Skip to content
Pablo Rodriguez

Softmax Lab

Optional Lab
  • Softmax function is used in:
  • Softmax Regression
  • Neural Networks when solving Multiclass Classification problems
  • Converts linear outputs into a probability distribution
Mathematical Foundation
  • In both softmax regression and neural networks with softmax outputs:

  • N outputs are generated

  • One output is selected as the predicted category

  • Vector z is generated by a linear function then passed to softmax

  • Softmax function:

  • Converts z into a probability distribution

  • Each output will be between 0 and 1

  • All outputs sum to 1

  • Larger inputs correspond to larger output probabilities

  • Mathematical formula:

  • a_j = e^(z_j) / Σ(e^(z_k)) for k=1 to N

  • Vector form interpretation:

  • Output a(x) is a vector of probabilities:

    • P(y=1|x;w,b)
    • P(y=N|x;w,b)
Softmax Implementation
def my_softmax(z):
ez = np.exp(z) #element-wise exponential
sm = ez/np.sum(ez)
return(sm)
  • The exponential in the numerator magnifies small differences in values
  • Output values sum to one
  • Softmax spans all outputs - a change in one input (z0) changes all output values (a0-a3)
  • Different from ReLU or Sigmoid which have single input and single output
Cross-Entropy Loss
  • Cross-entropy loss function:

  • L(a,y) = -log(a_y) where y is the target category

  • Only the probability of the correct class contributes to the loss

  • Complete cost function (over all examples):

  • J(w,b) = -1/m [ ΣΣ 1{y^(i)==j} log(e^(z_j^(i))/Σ(e^(z_k^(i)))) ]
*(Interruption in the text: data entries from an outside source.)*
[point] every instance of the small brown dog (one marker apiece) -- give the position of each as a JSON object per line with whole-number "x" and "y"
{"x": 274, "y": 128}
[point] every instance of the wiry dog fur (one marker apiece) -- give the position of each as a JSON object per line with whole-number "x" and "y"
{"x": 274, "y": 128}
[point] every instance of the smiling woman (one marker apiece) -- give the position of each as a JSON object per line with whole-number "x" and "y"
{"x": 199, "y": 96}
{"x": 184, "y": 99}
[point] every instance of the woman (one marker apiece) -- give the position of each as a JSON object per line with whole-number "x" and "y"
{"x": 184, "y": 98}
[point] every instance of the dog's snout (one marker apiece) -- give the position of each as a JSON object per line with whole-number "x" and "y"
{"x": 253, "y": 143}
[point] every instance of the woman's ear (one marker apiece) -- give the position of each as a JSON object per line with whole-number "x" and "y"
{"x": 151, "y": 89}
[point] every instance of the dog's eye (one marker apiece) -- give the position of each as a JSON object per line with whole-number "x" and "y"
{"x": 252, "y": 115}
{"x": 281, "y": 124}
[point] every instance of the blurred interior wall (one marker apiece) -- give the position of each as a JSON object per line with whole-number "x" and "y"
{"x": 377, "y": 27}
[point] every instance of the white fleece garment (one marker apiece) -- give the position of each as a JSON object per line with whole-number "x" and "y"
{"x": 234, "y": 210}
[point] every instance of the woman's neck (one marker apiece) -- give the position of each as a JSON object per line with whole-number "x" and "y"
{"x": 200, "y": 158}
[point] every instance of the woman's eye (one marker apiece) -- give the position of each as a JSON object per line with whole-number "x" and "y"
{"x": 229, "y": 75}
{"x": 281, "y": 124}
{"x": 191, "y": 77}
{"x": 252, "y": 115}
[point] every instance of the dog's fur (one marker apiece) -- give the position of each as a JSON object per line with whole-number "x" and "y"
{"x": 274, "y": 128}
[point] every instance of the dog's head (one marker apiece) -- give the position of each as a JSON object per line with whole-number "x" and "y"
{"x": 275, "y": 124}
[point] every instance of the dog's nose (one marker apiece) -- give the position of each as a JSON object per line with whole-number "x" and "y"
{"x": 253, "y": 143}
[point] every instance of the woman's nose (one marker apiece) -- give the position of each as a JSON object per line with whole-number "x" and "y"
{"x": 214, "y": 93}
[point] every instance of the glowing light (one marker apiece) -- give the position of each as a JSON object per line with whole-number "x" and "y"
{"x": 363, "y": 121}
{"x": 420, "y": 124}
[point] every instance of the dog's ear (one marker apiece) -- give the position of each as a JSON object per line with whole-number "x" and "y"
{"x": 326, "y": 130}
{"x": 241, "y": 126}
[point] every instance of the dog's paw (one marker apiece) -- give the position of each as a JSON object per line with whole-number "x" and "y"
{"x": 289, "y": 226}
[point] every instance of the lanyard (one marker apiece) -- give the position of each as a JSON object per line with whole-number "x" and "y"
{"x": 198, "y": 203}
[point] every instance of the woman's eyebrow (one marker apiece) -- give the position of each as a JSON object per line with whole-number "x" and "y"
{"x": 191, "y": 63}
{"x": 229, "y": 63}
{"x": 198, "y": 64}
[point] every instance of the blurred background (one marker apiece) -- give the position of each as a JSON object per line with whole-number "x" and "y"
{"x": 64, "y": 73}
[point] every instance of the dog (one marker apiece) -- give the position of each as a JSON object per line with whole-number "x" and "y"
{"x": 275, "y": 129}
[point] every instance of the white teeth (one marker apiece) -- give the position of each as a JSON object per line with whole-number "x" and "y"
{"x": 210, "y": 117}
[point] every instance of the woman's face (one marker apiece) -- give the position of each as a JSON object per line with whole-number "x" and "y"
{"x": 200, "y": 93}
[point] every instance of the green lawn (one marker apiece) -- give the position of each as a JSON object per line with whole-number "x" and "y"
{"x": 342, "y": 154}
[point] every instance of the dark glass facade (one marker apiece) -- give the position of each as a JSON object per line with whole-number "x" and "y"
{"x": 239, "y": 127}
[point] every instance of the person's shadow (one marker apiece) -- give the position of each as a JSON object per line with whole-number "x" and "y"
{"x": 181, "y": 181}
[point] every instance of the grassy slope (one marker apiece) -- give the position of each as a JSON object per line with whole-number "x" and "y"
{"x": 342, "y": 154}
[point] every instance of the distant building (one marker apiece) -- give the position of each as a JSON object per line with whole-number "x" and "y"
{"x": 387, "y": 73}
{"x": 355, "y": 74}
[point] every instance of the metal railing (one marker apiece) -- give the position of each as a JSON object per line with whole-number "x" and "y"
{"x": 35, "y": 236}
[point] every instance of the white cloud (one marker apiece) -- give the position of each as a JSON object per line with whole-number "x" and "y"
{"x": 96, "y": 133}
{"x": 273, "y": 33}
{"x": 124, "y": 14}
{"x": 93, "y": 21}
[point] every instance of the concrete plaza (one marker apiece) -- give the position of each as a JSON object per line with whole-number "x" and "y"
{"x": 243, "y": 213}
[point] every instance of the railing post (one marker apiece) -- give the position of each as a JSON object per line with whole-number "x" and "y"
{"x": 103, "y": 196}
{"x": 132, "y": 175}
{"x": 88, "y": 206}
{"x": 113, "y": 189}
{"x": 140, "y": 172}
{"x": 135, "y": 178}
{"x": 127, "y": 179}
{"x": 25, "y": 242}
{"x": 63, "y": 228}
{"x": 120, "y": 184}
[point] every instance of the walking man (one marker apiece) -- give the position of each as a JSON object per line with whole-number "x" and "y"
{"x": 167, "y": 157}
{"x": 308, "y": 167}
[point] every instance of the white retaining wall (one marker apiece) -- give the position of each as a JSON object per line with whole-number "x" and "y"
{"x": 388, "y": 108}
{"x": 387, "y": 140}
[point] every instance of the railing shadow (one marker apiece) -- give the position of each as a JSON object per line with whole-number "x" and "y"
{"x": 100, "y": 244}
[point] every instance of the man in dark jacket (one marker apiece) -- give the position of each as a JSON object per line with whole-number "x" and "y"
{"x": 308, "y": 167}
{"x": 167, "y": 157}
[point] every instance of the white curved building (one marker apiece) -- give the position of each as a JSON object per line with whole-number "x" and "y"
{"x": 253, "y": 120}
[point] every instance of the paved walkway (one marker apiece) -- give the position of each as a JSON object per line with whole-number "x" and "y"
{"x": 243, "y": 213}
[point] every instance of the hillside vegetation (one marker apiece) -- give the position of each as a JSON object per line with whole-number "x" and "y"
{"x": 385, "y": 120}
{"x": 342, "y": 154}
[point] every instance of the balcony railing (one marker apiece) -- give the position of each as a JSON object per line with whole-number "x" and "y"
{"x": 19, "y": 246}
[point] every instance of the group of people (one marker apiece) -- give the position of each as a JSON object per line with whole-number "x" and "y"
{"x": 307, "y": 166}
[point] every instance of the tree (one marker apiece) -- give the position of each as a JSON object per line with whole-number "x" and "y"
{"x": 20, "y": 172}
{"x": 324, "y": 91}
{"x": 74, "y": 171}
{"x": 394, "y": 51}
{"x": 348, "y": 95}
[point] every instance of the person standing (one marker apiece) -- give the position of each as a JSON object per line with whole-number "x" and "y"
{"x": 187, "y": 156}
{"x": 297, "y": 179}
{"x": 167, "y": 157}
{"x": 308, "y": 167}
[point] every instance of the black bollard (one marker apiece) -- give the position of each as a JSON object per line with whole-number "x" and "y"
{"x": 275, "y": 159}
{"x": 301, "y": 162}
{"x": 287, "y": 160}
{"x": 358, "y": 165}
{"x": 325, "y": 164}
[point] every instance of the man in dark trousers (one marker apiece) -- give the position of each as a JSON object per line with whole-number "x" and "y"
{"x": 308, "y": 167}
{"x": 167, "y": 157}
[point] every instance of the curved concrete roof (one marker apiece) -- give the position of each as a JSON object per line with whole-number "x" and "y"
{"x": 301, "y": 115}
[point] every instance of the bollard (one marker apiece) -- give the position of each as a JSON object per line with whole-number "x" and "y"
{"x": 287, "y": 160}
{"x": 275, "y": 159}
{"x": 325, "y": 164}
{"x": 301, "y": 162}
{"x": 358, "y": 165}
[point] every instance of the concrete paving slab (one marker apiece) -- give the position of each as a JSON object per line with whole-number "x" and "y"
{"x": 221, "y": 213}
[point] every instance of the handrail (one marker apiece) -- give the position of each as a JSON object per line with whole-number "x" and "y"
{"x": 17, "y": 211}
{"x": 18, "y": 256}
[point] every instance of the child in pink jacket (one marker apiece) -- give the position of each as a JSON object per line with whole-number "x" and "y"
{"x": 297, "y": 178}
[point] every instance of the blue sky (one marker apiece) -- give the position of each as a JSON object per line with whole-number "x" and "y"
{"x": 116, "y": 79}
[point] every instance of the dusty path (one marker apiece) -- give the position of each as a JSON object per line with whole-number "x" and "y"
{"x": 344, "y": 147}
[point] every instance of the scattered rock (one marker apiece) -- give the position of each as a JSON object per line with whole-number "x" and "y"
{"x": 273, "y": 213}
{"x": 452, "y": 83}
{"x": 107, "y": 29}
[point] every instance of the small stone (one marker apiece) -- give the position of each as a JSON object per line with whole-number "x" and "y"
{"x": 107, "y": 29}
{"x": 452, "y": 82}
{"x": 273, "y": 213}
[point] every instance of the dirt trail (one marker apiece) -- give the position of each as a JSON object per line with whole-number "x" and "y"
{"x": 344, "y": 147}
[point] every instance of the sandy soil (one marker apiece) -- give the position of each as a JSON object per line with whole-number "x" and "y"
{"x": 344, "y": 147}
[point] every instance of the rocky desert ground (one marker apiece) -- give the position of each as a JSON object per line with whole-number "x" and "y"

  • m is number of examples

  • N is number of outputs

  • This is the average of all losses

Two Approaches
Standard Implementation
model = Sequential([
Dense(25, activation = 'relu'),
Dense(15, activation = 'relu'),
Dense(4, activation = 'softmax') # softmax activation here
])
model.compile(
loss=tf.keras.losses.SparseCategoricalCrossentropy(),
optimizer=tf.keras.optimizers.Adam(0.001),
)
  • Softmax is an activation in the final Dense layer
  • Loss function (SparseCategoricalCrossentropy) specified separately
  • Model output is a vector of probabilities
Preferred Implementation
preferred_model = Sequential([
Dense(25, activation = 'relu'),
Dense(15, activation = 'relu'),
Dense(4, activation = 'linear') # No activation here
])
preferred_model.compile(
loss=tf.keras.losses.SparseCategoricalCrossentropy(from_logits=True), # Note the from_logits=True
optimizer=tf.keras.optimizers.Adam(0.001),
)
Important Distinction
  • In the preferred model, outputs are not probabilities

  • Values can range from large negative to large positive numbers

  • These raw outputs are called “logits”

  • To get probabilities during prediction:

  • Pass outputs through tf.nn.softmax()

Converting Logits to Probabilities
p_preferred = preferred_model.predict(X_train)
sm_preferred = tf.nn.softmax(p_preferred).numpy()
  • To simply get the predicted category:
  • Use np.argmax() directly on the logits
  • Softmax is monotonic, so argmax gives same result with or without softmax
Getting Predicted Categories
for i in range(5):
print(f"{p_preferred[i]}, category: {np.argmax(p_preferred[i])}")

SparseCategoricalCrossentropy vs CategoricalCrossEntropy

Section titled “SparseCategoricalCrossentropy vs CategoricalCrossEntropy”

SparseCategoricalCrossentropy

  • Expects target to be an integer corresponding to the index
  • Example: For 10 potential classes, y would be between 0 and 9

CategoricalCrossEntropy

  • Expects target to be one-hot encoded
  • Example: For 10 potential classes, target of class 2 would be [0,0,1,0,0,0,0,0,0,0]

The softmax function transforms linear outputs into a probability distribution, enabling neural networks to perform multiclass classification. While the standard implementation puts softmax in the output layer, the preferred implementation uses linear activation with from_logits=True for numerical stability. Unlike other activation functions, softmax spans multiple outputs, making it uniquely suited for classification problems with multiple possible categories.